JStevens@JBPierce.org
Title
Temperature sensitivity of
the body surface over the
life span.
Source
Somatosensory & Motor Research. 15(1):13-28, 1998.
Abstract
Detection thresholds to warming and cooling were measured in 13 regions of
the body in 60 adults aged between 18 and
88 years. From these thresholds were constructed maps of
thermal sensitivity homologous to
body maps of spatial acuity (in the older
literature two-point discrimination), long known to the
somatosensory scientist. Maps of cold and warm sensitivity
for young, middle-aged and elderly adults, show how
sensitivity changes with age in the various
body regions. Three characteristics emerge, irrespective of
age: (1) sensitivity varies approximately 100-fold over
the body surface. The
face, especially near the mouth, is exquisitely sensitive,
the extremities, by comparison, poor, other
regions, intermediate. (2) All body regions are more
sensitive to cold than to warm. (3) The better a region is
at detecting cold, the better it is at detecting warm.
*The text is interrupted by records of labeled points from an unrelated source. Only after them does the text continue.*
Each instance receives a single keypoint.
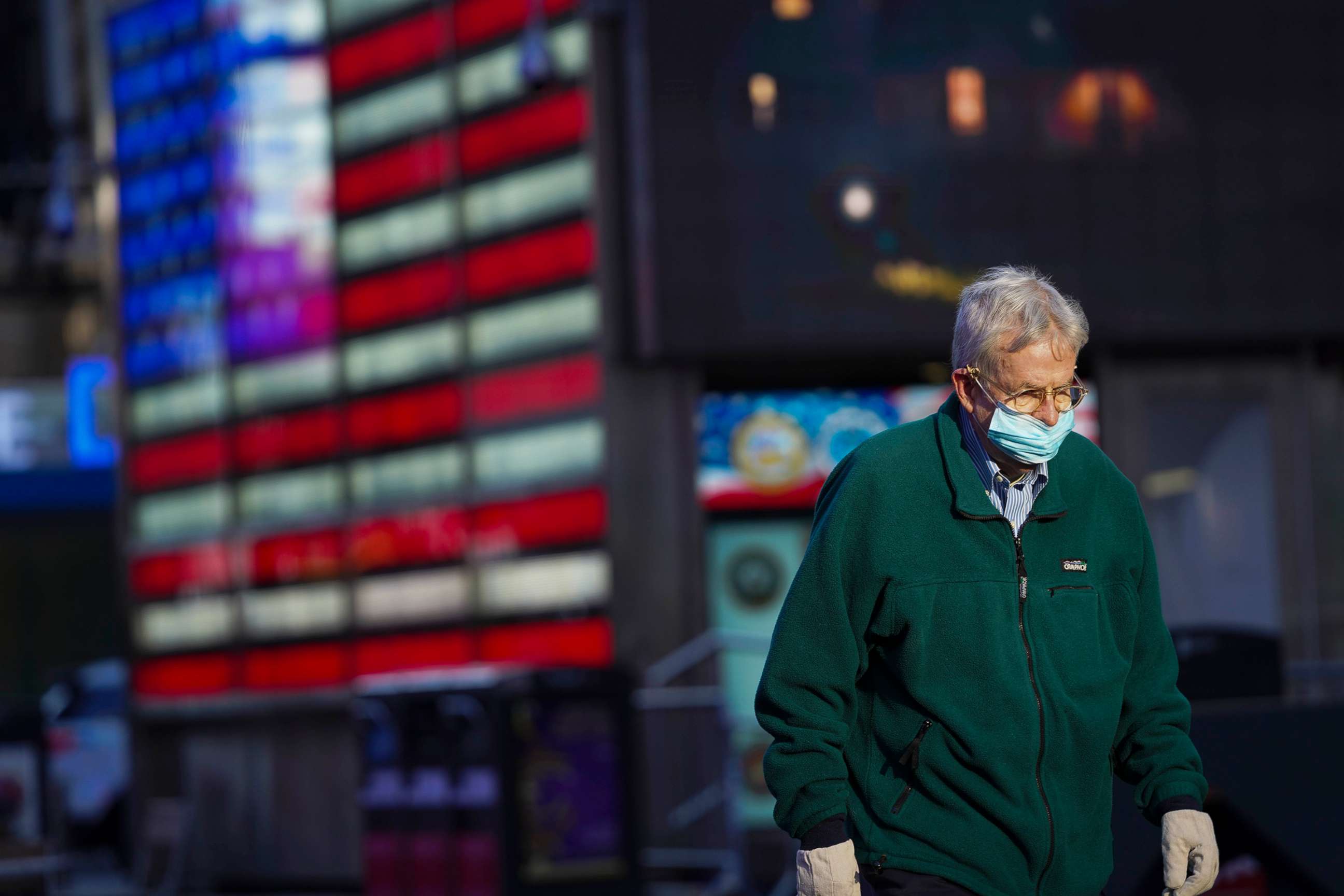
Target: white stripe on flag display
(285, 382)
(407, 476)
(393, 112)
(555, 582)
(186, 624)
(179, 406)
(408, 354)
(185, 513)
(398, 233)
(413, 597)
(525, 457)
(296, 612)
(527, 197)
(291, 496)
(496, 77)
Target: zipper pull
(912, 755)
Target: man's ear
(963, 383)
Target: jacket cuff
(825, 833)
(1172, 804)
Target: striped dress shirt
(1013, 500)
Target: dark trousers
(907, 883)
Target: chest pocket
(1085, 632)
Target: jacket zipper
(1035, 690)
(911, 758)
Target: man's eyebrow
(1023, 389)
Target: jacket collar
(968, 491)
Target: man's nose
(1047, 414)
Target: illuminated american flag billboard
(363, 390)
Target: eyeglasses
(1027, 401)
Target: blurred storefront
(523, 332)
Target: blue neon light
(87, 379)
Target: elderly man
(975, 642)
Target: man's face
(1038, 366)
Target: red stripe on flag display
(308, 665)
(413, 169)
(291, 438)
(398, 653)
(185, 676)
(530, 262)
(391, 50)
(535, 390)
(405, 417)
(546, 125)
(202, 567)
(482, 21)
(581, 642)
(539, 522)
(401, 295)
(409, 539)
(298, 555)
(187, 458)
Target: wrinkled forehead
(1037, 366)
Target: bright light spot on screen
(792, 10)
(965, 101)
(762, 90)
(764, 93)
(858, 202)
With
age, thermal sensitivity declines.
The greatest changes take place in the
extremities, especially the foot, where thresholds often
become too large to measure. Central regions give up their
sensitivity with age more slowly, and even (as in
the lips) inconsequentially. Similar age-related changes
have also previously been shown to characterize spatial acuity.